Alors Marie me joua un tour étonnant !
Entourée
d’un filet et décorée de fleurs, sa statue était sur la proue du
chalutier. Au milieu de la rade, nous nous arrêtâmes pour prier pour les
marins morts en mer, en lançant des gerbes de fleurs sur l’eau. Puis
tous les chalutiers entourèrent notre bateau portant Marie, en
s’amarrant tous peu à peu à elle. Une intention fut dite pour mon mari,
je pleurai, une fois de plus ! Enfin, les bateaux se détachèrent du
nôtre pour rejoindre le port en une procession nautique. Je vis le
capitaine du chalutier proche, essayant difficilement de détacher
l’amarre. Je m’approchai de lui, dénouai le nœud et lui lançai le
cordage. Il me sourit.
Et
je fus soudain pétrifiée... dans mon angle de vue, je voyais Marie face
à la mer et au soleil couchant qui lui donnait une couleur rouge
scintillante. Elle était là si proche de moi. Elle me disait « Largue
les amarres Elisabeth, tu es sur mon bateau, aie confiance... pars au
large d’une nouvelle vie. Ne crains rien, je suis et je serai toujours
avec toi ».
Oh
Marie!

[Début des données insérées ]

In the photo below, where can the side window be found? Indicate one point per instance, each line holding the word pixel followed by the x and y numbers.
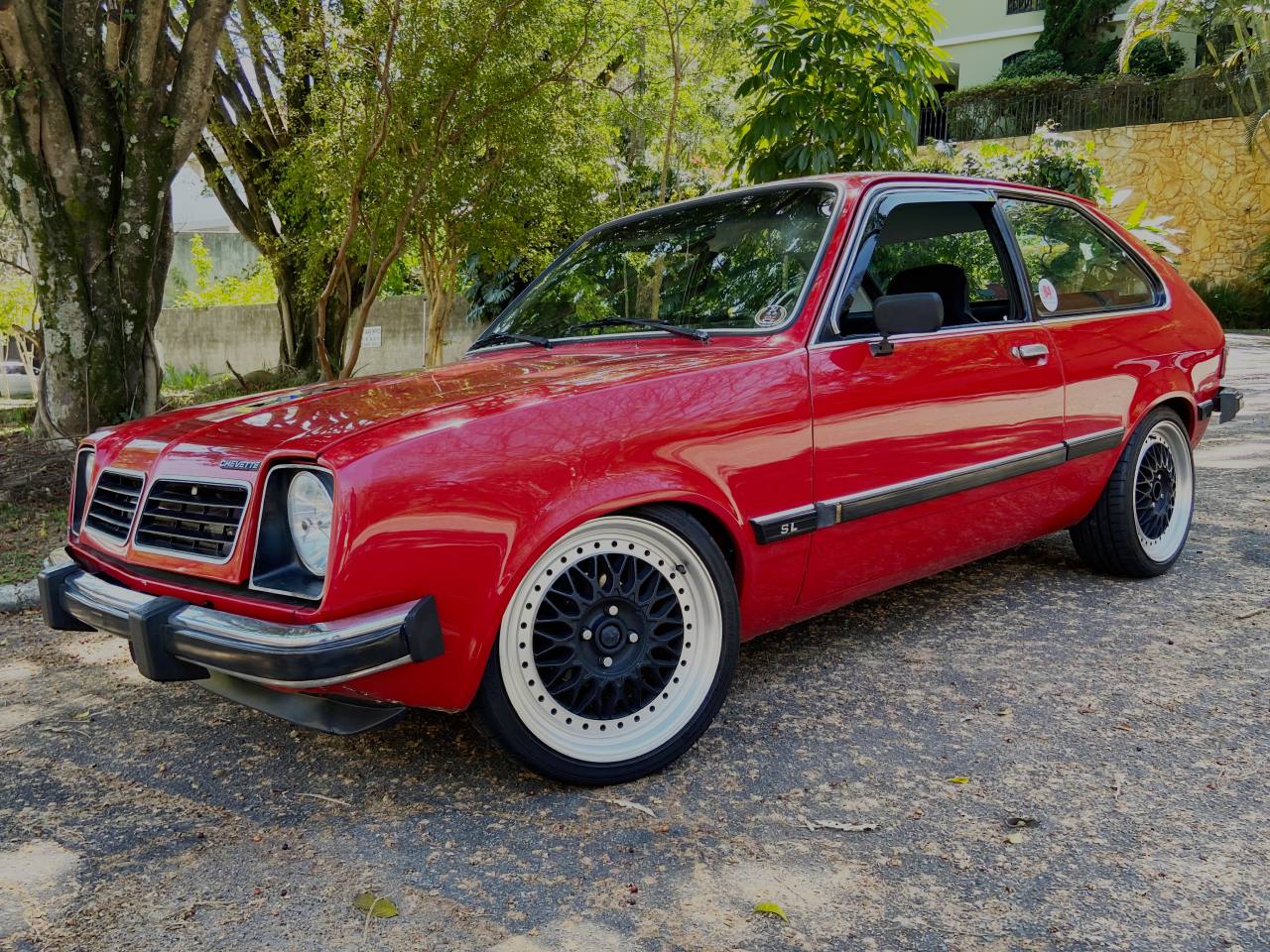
pixel 1075 267
pixel 952 249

Marie incroyable, qui se sert toujours d’une bricole de nos vies
pour nous faire comprendre les choses les plus importantes : un bout de
cordage en cet instant de si grande désespérance ! Mais je compris son
double message : il ne faut pas rester inactif : j’avais vu le Capitaine
tendre la main, j’aurai pu ne rien faire, je me suis avancée lui
apportant une aide sans doute inutile, mais il fallait que je fasse ce
petit geste... et Marie m’a alors ouvert le cœur ! ... et alors que je
pensais ne plus avoir de larmes, j’ai inondé plusieurs mouchoirs, mais
c’était des larmes de reconnaissance.